|Wednesday, October 25 2006 08:00:00 PM|
|Important elections always provide voters with an opportunity to make a mark, not only on a ballot but on their own souls. Given the public’s sentiments expressed almost daily in national polls now about the debacle in Iraq and the overall direction of the country, there’s no reason to believe that won’t be translated into startling results on Election Day, now less than two weeks off. But still, when it comes down to it, courage or the lack of it are very personal things. They will come into play for us all in the privacy of the voting booth on Nov. 7.
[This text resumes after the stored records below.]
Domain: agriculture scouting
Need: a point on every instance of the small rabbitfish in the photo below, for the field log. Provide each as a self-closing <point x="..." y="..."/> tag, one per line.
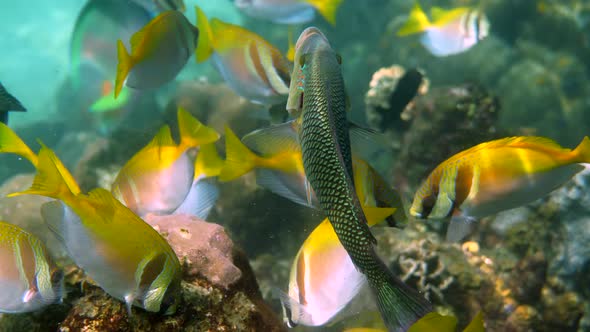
<point x="496" y="176"/>
<point x="450" y="32"/>
<point x="289" y="11"/>
<point x="162" y="175"/>
<point x="158" y="52"/>
<point x="29" y="279"/>
<point x="124" y="255"/>
<point x="250" y="65"/>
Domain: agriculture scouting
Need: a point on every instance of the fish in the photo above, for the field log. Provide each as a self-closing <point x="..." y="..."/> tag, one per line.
<point x="8" y="103"/>
<point x="323" y="279"/>
<point x="159" y="51"/>
<point x="317" y="93"/>
<point x="157" y="6"/>
<point x="435" y="322"/>
<point x="450" y="32"/>
<point x="289" y="11"/>
<point x="250" y="65"/>
<point x="29" y="278"/>
<point x="274" y="154"/>
<point x="141" y="270"/>
<point x="495" y="176"/>
<point x="159" y="177"/>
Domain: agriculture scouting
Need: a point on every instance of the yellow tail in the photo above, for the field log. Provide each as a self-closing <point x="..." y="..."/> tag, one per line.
<point x="52" y="179"/>
<point x="11" y="143"/>
<point x="327" y="8"/>
<point x="582" y="151"/>
<point x="204" y="46"/>
<point x="239" y="160"/>
<point x="192" y="132"/>
<point x="123" y="68"/>
<point x="208" y="162"/>
<point x="417" y="22"/>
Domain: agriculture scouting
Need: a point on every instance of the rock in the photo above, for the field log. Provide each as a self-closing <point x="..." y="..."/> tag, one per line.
<point x="203" y="248"/>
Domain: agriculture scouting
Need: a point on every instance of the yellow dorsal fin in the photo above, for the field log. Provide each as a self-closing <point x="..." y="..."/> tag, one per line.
<point x="417" y="22"/>
<point x="205" y="44"/>
<point x="376" y="215"/>
<point x="192" y="132"/>
<point x="10" y="142"/>
<point x="50" y="180"/>
<point x="327" y="8"/>
<point x="239" y="160"/>
<point x="208" y="162"/>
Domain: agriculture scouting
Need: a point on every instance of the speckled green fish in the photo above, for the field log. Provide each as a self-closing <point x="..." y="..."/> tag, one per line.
<point x="29" y="279"/>
<point x="8" y="103"/>
<point x="123" y="254"/>
<point x="317" y="93"/>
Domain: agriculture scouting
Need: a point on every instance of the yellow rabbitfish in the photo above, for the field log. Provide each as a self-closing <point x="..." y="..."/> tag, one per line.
<point x="289" y="11"/>
<point x="496" y="176"/>
<point x="158" y="52"/>
<point x="141" y="269"/>
<point x="162" y="176"/>
<point x="251" y="66"/>
<point x="450" y="32"/>
<point x="29" y="279"/>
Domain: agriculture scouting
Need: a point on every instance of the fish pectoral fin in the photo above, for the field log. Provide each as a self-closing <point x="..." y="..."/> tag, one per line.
<point x="459" y="227"/>
<point x="294" y="312"/>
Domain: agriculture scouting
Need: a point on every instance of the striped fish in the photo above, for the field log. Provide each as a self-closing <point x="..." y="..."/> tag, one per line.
<point x="495" y="176"/>
<point x="8" y="103"/>
<point x="29" y="279"/>
<point x="450" y="31"/>
<point x="251" y="66"/>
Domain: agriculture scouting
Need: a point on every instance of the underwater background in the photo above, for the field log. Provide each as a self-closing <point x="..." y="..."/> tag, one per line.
<point x="524" y="269"/>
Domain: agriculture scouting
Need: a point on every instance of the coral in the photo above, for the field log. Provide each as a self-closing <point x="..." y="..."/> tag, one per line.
<point x="203" y="248"/>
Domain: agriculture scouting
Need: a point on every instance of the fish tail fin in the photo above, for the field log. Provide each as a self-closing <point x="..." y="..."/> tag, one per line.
<point x="192" y="132"/>
<point x="52" y="178"/>
<point x="400" y="306"/>
<point x="327" y="8"/>
<point x="204" y="46"/>
<point x="582" y="151"/>
<point x="239" y="160"/>
<point x="376" y="215"/>
<point x="11" y="143"/>
<point x="417" y="22"/>
<point x="123" y="67"/>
A nation of cowards will take their anger into that booth only to get weak-kneed and cave to the status quo. On the other hand, the courage to pull the lever for change, and that often means a personal change in voting habits, is always best buoyed by an appeal to personal moral virtue and a confident fearlessness to face an open-ended future.
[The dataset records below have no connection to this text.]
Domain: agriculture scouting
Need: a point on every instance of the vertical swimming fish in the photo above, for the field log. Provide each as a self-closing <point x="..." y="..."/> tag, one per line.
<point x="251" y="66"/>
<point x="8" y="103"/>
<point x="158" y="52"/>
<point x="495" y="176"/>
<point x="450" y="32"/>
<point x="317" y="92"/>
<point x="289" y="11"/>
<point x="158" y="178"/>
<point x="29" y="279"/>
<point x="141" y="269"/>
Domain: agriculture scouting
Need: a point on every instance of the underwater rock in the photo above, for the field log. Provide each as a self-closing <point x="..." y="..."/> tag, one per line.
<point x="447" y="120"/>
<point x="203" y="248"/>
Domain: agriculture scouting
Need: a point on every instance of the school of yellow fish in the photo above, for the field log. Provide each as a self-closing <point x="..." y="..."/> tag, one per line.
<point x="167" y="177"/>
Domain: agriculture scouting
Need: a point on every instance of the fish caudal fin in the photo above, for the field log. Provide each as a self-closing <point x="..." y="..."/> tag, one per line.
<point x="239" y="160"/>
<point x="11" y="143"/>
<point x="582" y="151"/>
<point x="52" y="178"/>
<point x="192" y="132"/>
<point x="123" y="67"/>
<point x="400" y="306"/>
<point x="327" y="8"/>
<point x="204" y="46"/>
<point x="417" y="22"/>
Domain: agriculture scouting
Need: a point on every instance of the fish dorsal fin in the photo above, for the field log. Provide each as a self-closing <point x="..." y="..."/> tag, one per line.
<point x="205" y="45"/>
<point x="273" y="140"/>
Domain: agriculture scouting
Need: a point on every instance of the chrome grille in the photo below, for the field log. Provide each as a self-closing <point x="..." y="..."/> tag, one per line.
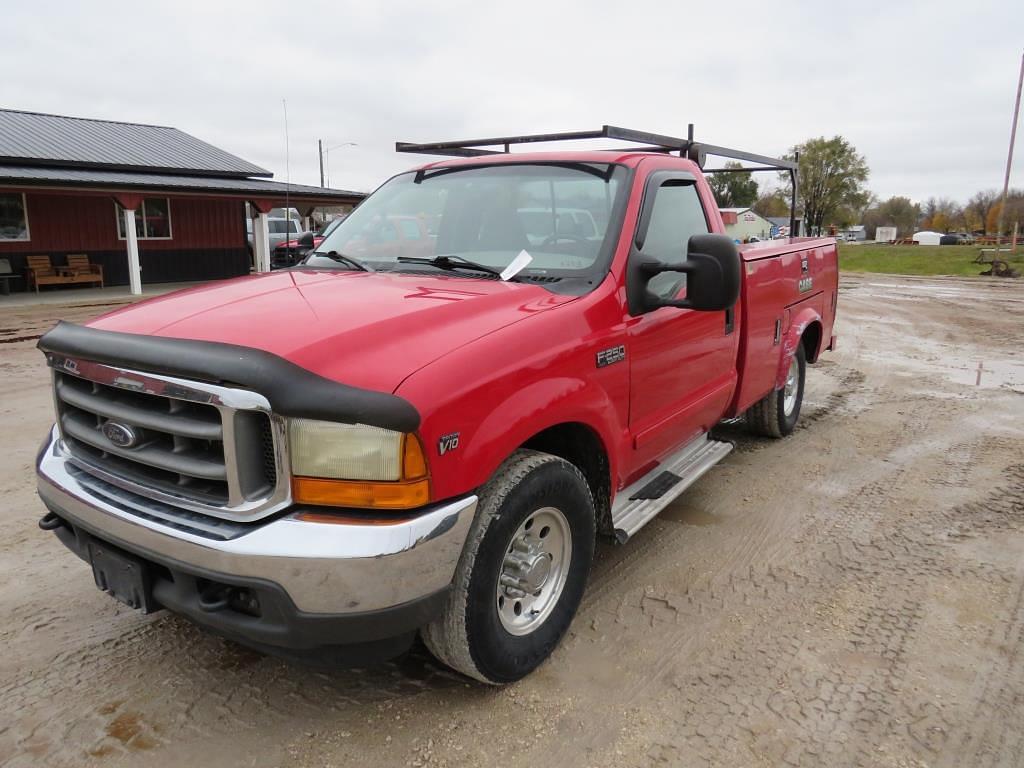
<point x="201" y="446"/>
At their core, profound convictions of principle drive all good campaigns, because they’re what drive and motivate the heart, beyond the mere pragmatic calculus of risk and opportunity.
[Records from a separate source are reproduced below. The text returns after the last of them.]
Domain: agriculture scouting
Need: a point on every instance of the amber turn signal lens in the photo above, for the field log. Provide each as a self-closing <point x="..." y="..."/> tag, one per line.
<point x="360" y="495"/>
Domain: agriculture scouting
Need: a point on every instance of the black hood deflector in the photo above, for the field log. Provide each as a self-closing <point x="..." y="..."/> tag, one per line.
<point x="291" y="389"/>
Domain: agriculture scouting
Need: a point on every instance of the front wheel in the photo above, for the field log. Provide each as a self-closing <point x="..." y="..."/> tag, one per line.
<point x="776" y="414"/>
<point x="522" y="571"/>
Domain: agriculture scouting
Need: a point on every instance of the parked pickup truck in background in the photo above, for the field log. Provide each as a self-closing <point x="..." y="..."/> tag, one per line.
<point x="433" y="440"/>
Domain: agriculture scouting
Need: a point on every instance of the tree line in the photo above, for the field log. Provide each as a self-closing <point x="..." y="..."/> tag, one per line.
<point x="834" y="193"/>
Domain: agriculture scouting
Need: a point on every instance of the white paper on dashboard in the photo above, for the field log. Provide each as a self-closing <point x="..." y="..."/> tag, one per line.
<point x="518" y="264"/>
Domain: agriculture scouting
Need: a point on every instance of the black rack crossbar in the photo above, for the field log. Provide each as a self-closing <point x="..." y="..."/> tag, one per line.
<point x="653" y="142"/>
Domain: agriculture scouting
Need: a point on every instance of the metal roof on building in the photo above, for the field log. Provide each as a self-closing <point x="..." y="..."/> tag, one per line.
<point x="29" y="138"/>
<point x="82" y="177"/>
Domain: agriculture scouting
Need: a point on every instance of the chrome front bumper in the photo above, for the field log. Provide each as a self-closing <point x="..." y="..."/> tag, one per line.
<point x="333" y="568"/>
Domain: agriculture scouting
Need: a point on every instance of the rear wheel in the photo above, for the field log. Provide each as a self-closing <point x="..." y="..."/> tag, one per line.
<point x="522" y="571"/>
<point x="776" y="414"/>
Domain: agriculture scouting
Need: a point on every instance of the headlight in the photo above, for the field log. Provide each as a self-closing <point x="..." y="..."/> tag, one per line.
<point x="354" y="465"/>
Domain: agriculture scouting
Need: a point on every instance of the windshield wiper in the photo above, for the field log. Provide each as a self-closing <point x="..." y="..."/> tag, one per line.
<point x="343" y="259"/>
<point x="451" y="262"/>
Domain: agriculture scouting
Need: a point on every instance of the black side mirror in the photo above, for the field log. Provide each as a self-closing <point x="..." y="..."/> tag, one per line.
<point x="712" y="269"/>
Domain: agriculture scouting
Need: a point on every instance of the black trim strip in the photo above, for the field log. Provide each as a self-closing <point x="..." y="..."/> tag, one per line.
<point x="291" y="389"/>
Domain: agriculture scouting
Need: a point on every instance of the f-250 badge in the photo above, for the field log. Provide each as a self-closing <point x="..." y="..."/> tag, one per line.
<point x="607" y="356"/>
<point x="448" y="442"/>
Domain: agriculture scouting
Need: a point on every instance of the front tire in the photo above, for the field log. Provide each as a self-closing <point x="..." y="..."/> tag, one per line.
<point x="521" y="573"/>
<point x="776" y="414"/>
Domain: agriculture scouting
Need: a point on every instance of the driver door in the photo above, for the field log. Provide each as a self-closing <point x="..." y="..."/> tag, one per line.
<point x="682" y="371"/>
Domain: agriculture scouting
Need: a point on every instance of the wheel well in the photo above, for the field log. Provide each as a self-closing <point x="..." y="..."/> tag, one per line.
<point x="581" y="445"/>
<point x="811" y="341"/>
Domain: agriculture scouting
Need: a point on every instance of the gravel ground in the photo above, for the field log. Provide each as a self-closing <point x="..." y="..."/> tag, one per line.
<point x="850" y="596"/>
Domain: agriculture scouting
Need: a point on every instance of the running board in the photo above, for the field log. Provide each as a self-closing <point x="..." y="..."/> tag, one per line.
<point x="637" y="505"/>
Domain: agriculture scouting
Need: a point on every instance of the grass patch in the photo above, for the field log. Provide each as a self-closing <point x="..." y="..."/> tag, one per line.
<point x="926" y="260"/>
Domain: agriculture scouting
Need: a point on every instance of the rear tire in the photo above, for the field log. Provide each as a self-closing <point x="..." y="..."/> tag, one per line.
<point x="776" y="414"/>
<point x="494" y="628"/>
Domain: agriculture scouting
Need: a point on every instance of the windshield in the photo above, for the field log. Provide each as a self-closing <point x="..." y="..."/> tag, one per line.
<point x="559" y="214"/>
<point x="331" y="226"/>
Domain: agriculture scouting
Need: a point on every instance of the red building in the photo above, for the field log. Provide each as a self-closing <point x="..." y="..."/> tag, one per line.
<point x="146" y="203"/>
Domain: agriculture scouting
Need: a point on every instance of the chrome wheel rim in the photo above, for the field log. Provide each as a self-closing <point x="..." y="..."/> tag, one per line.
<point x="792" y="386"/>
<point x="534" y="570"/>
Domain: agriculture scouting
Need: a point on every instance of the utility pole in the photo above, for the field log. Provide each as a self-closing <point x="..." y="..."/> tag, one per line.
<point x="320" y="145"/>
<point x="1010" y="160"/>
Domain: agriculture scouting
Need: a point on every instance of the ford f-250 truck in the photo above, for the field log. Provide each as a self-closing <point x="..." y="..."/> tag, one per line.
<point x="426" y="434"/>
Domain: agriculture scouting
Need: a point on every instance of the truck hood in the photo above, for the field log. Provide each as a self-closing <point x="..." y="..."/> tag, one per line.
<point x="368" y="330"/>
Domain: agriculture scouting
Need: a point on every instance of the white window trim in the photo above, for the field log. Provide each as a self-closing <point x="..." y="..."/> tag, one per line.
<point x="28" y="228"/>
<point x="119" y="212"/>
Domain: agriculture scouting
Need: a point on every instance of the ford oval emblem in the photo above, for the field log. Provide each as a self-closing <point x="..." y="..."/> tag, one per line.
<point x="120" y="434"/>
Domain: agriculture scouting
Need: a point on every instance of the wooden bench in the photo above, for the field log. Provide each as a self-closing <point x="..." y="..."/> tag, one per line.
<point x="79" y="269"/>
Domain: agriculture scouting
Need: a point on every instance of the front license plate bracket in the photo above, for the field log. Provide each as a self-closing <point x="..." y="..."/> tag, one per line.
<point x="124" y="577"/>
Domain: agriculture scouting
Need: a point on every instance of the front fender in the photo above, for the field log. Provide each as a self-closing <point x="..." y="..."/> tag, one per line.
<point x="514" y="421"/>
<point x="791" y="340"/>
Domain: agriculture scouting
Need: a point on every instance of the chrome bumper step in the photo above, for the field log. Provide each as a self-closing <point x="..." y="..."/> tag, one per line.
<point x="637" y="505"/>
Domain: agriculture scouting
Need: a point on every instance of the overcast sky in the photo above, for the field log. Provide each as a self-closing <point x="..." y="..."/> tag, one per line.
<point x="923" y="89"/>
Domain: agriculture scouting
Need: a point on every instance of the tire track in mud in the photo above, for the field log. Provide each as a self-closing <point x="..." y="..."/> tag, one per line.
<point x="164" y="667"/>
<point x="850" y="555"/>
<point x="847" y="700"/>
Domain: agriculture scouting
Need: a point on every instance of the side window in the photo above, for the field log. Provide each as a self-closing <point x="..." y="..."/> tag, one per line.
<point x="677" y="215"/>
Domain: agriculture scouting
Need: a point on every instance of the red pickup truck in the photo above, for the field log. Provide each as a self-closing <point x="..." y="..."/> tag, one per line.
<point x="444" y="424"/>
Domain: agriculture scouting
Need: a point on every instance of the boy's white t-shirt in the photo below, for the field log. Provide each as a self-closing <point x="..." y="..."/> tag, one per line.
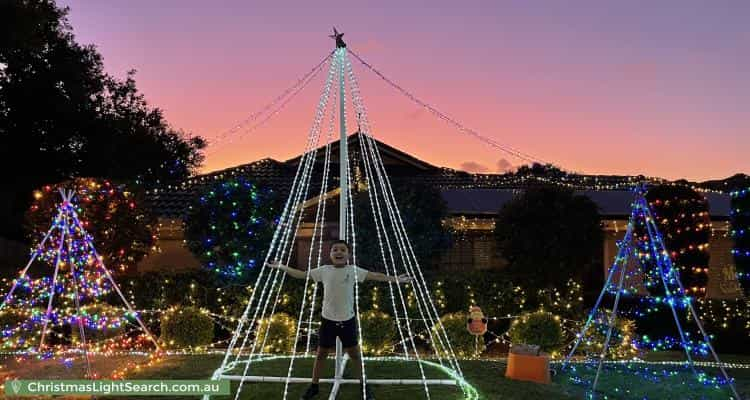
<point x="338" y="289"/>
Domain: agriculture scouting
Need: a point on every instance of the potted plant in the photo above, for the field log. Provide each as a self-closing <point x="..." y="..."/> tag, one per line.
<point x="534" y="336"/>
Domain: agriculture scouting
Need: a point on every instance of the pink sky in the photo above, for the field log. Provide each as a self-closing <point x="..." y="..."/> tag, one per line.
<point x="628" y="88"/>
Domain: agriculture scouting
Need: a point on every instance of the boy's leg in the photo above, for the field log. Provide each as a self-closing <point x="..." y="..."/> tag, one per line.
<point x="320" y="358"/>
<point x="355" y="360"/>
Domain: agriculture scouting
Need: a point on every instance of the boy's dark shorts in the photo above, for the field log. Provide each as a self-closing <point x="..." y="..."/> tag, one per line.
<point x="345" y="330"/>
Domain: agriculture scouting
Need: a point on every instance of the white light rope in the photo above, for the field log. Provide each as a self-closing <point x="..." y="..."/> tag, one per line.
<point x="419" y="276"/>
<point x="281" y="231"/>
<point x="329" y="139"/>
<point x="38" y="250"/>
<point x="380" y="230"/>
<point x="54" y="278"/>
<point x="308" y="159"/>
<point x="378" y="178"/>
<point x="284" y="98"/>
<point x="354" y="259"/>
<point x="401" y="233"/>
<point x="368" y="147"/>
<point x="318" y="223"/>
<point x="81" y="330"/>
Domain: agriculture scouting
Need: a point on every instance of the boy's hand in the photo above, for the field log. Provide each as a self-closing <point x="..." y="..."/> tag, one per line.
<point x="276" y="265"/>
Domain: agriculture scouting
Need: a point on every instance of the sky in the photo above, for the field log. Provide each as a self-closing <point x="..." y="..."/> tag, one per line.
<point x="600" y="87"/>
In Virginia, a deep current of passion is winding its way through all the now-hotly contested congressional races and the Senate campaign as well. It is manifested in the campaign to defeat the proposed amendment to the Virginia Constitution, Question #1 on the ballot, also known as the Marshall-Newman or “Marriage Amendment.”
This amendment is the illegitimate child of the mean-spirited animus that has driven the discredited national right-wing movement that is about to be heave-hoed out of office all across the land. It is angry, it is nasty, it is the bully’s tactic of singling out the perceived weak and disadvantaged, and kicking them behind the school ground bushes. It is everything that even many in the GOP are wising up to as divisive, destructive and profoundly hate-based demagoguery.
This amendment was crafted by the right-wing majority in Richmond to fuel Sen. Allen’s re-election bid and to open the money flows into right-wing churches and other political campaigns. Appealing to personal fears and prejudice, the campaign is a cynical attempt to further marginalize an already-marginalized population by singling it out for a unique role in the entire Commonwealth: the only class of persons singled out in its Constitution for a special denial of rights.
From a public policy priority perspective, Question #1is irrelevant, both to its authors and much of the public. But it is very relevant from the standpoint of the right-wing’s increasingly discredited crusade of hate, on the one hand, and from its opponents’ recognition that such bigotry needs to be squashed like a nasty bug in the name of the fundamental values of fair play and equal justice, on the other.
Question #1 must be defeated not because it’s a bad measure with potential unintended consequences, but because it matters to the integrity of the soul of the Virginia voting public.